What were the people doing at the site?

The kinds of tools, plant and animal remains, and other items found at a site, can tell the archaeologist a lot about what people were doing there. This information can also help us to know whether the site was a temporary camp or a more permanent village, and sometimes even what season(s) of the year it was inhabited. By answering these questions, and by comparing our answers with what we know about other sites in an area, we begin to understand how ancient people used the land, and how that compares with the way we use it today.

How did the people use their natural environment?
What were they eating?

Did the people use all of the resources available to them? If not, then which ones did they use, and why? How did they prepare these foods? Did the people suffer times of famine? How did they adjust to hard times - did they move away, buy food from their neighbors, start eating foods that they hadn't eaten before?

Were some of the site inhabitants wealthier, or have higher social status, than others?

If so, were these wealthy or important individuals more often women or men? Were they always adults, or did some children also have special status?

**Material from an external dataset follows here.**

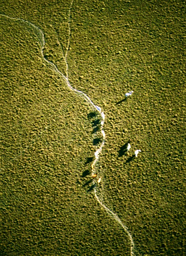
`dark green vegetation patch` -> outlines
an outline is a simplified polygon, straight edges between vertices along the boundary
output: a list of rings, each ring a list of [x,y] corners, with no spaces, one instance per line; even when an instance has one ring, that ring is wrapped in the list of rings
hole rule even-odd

Did the high-status people suffer as many injuries and illnesses as the lower-status ones, or were their lives easier because of their position in the group? Did any of these patterns change through time?

Did the people trade with their neighbors for exotic goods?
Did these trade relationships change over time?

Archaeologists also are interested in the trade relationships between different prehistoric groups who lived near each other, and about how extensive these relationships were: who traded with whom, and for what? How far did trade goods travel, and in which directions? Were there conflicts between certain groups that kept them from trading, or otherwise interacting, with each other?

Why was the site abandoned?

We know that some native villages were still inhabited when the Spanish arrived in Central California. But many others had been abandoned long before that - sometimes hundreds or even thousands of years before. Why did this happen? Did the local environment change, or did the people use up all the resources in the area and have to move on? Were they forced out by disease, natural catastrophe, or hostile invaders? And where did they go?